Automatic identification of biological microorganisms using three-dimensional complex morphology

Seokwon Yeom; Bahram Javidi

doi:10.1117/1.2187017

1 March 2006 Automatic identification of biological microorganisms using three-dimensional complex morphology

Seokwon Yeom, Bahram Javidi

Author Affiliations +

Journal of Biomedical Optics, Vol. 11, Issue 2, 024017 (March 2006). https://doi.org/10.1117/1.2187017

Abstract

We propose automated identification of microorganisms using three-dimensional (3-D) complex morphology. This 3-D complex morphology pattern includes the complex amplitude (magnitude and phase) of computationally reconstructed holographic images at arbitrary depths. Microscope-based single-exposure on-line (SEOL) digital holography records and reconstructs holographic images of the biological microorganisms. The 3-D automatic recognition is processed by segmentation, feature extraction by Gabor-based wavelets, automatic feature vector selection by graph matching, training rules, and a decision process. Graph matching combined with Gabor feature vectors measures the similarity of complex geometrical shapes between a reference microorganism and unknown biological samples. Automatic selection of the training data is proposed to achieve a fully automatic recognition system. Preliminary experimental results are presented for 3-D image recognition of Sphacelaria alga and Tribonema aequale alga.

1. Introduction

Three-dimensional (3-D) as well as two-dimensional (2-D) optical and image processing techniques have been investigated to identify specific objects in unknown scenes. ^{1, 2, 3, 4, 5, 6, 7, 8, 9, 10, 11, 12, 13} Automatic and real-time identification of microorganisms has vast potential for various applications such as detection of biological weapons and harmful diseases, diagnosis of diseases, investigation of food safety, and ecological monitoring. There are conventional methods to identify microorganisms; however, the conventional techniques require time-consuming culturing and biochemical analysis with special skills. Therefore, automated and real-time recognition of microorganisms using 3-D optoelectronic imaging and can be beneficial.

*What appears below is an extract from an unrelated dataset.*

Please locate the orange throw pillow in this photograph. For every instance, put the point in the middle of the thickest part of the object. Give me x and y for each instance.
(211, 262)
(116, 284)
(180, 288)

Automated discrimination of living microorganisms in unknown images is very challenging. Tiny biological living objects can have simple and undistinguishable morphologies between different species; and many morphological variants exist in the same class.¹⁴ Research and development in this field have been performed using specific color and shapes based on captured 2-D intensity images.^{15, 16, 17, 18, 19, 20} The identification of tuberculosis bacteria and Vibrio cholerae has been studied based on their colors and 2-D shapes.^{15, 16} In Ref. 17, bacteria in a wastewater treatment plant are identified by morphological descriptors. The aggregation of streptomyces is classified into different phases by measuring the aggregation size and reaction time.¹⁸ In Ref. 19, plankton recognition is performed using preselected geometrical features. More research on image analysis and recognition of microorganisms can be found in Ref. 20. Recently, 3-D microorganism recognition was proposed using the single-exposure on-line (SEOL) digital holography.^{3, 13}

In this paper, complex information (magnitudes and phase) is utilized, providing distinct features that are impossible to be observed on 2-D intensity images. The phase change is due to the retardation of light as it propagates through the biological sample. We propose the automatic selection process of training data and present experimental results on the recognition of microorganisms. Figure 1 shows the block diagram of the recognition system. Microorganism in the Fresnel diffraction field is recorded by SEOL digital holography.^{11, 12, 13} Complex amplitude holographic images^{21, 22, 23, 24} are reconstructed at arbitrary depths by the inverse Fresnel transformation. The complex morphological pattern is segmented and salient features are extracted by the Gabor-based wavelets.^{25, 26} The training data is automatically selected by means of Gabor feature vectors and the graph matching technique.^{27, 28, 29, 30, 31} The automatic selection of training data is useful when biological samples overlap and∕or cluster, which make it difficult to select individual objects as training data. The rigid graph matching (RGM) techniques measures the similarity of complex geometrical shapes between a reference microorganism and unknown biological objects. A training rule is applied and the mean vector is stored into the database for the known reference. For the identification of unknown inputs, Euclidean distance between the reference mean vector and the feature vector of input objects are compared with a threshold.

Fig. 1

Block diagram of the automatic and real-time identification system.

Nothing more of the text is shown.